Germany has become the world's third largest arms exporter, with many of its weapons, including this submarine, earmarked for Greece.
German arms exports more than doubled during the last five years, according to a new report, placing the country behind just the US and Russia on the list of the world's largest weaponry exporters. The opposition in Berlin wants more oversight.
When it comes to arms exports, few will be surprised that the US tops the list, with 30 percent of global expenditures on arms going to weaponry from America. Second place is likewise hardly a shocker -- 23 percent of the world's weapons originate in Russia.

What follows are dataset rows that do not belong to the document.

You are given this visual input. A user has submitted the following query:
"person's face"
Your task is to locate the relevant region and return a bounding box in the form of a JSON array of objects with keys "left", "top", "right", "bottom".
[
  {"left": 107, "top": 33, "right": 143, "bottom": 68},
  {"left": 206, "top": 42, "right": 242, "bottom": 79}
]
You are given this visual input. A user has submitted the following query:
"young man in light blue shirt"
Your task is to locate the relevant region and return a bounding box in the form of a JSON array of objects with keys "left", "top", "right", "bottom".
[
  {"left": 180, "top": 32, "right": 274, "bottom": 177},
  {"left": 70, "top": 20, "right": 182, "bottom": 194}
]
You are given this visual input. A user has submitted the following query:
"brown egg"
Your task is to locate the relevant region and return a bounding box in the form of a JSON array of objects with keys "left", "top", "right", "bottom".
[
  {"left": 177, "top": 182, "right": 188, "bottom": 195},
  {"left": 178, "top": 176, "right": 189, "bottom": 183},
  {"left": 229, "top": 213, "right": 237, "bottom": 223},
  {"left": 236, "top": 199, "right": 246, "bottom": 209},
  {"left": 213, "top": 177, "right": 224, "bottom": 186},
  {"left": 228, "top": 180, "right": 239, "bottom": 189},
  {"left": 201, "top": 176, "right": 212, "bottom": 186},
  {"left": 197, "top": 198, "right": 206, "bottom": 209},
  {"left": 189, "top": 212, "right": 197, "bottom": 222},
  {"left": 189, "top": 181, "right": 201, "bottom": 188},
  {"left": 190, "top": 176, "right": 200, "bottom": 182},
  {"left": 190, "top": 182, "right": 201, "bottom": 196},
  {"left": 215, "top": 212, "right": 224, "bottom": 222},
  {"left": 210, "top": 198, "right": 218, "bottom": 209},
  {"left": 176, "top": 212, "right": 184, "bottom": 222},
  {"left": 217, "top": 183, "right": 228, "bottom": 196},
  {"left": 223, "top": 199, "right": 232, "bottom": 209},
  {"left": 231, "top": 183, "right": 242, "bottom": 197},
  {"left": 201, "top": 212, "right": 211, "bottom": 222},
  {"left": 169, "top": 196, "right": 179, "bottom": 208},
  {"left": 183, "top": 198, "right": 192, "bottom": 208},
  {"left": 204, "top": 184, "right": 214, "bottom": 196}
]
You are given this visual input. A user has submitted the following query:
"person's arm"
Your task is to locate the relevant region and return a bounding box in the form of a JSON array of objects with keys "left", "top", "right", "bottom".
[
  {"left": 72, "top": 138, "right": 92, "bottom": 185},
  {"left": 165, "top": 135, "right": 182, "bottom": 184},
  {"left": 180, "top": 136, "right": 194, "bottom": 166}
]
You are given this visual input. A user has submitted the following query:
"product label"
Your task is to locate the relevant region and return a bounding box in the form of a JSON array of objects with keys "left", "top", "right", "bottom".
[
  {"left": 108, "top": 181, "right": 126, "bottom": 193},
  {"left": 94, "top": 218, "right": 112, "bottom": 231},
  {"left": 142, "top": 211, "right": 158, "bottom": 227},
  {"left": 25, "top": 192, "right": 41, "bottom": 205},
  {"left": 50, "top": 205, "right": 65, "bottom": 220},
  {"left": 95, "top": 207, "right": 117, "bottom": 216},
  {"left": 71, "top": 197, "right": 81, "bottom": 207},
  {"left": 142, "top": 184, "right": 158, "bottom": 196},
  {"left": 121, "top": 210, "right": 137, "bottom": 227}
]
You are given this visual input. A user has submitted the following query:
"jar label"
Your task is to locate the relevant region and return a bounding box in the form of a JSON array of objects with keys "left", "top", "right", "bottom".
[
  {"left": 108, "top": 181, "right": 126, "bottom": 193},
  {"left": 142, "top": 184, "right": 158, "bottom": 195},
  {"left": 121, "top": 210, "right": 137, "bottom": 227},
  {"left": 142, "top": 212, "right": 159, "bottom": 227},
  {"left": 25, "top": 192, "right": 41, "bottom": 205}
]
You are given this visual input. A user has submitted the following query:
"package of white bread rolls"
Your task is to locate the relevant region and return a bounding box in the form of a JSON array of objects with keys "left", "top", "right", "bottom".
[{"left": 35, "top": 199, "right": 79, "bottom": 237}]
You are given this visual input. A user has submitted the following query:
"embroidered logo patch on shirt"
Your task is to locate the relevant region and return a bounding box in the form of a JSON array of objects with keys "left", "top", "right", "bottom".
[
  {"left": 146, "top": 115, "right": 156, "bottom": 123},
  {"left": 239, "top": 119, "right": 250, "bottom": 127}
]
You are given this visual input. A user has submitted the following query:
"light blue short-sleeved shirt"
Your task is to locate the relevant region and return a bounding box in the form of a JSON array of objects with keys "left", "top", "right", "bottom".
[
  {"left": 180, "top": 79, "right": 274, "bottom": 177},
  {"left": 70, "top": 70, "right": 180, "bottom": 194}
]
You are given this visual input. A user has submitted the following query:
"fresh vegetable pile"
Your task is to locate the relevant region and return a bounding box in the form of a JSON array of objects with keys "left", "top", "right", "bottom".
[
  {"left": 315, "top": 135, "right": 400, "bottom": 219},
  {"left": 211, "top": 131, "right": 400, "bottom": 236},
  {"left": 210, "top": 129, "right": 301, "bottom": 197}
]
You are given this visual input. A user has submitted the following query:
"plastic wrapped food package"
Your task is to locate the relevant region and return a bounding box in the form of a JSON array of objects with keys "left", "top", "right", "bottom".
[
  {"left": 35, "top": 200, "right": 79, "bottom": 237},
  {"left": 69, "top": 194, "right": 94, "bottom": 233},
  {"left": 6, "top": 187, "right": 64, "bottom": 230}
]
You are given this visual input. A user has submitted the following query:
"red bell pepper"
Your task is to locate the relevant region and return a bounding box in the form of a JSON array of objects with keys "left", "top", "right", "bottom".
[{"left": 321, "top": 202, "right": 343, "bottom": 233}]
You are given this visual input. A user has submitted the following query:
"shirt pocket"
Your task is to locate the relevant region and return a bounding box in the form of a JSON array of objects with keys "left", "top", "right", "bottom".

Third place, though, is raising more eyebrows. According to the 2009 annual report put together by the Stockholm International Peace Research Institute (SIPRI), Germany's weapons exports have more than doubled in the last five years, to 11 percent of the global total. German submarines and tanks, the report makes clear, have gained a number of loyal customers.
Given Berlin's tentative forays into geopolitics in recent years -- against a backdrop of deep domestic skepticism about German involvement in conflicts across the globe -- it is perhaps not surprising that the opposition is up in arms at the SIPRI ranking.
Indeed, the Greens are now demanding greater parliamentary oversight for arms exports. "This report shows that we need more stringent control over and sharper criteria governing arms exports," Green leader Claudia Roth told the Kölner Stadt-Anzeiger. Parliament must finally get the right to monitor the government's weapons exports, she continued, adding that such control was commonplace elsewhere.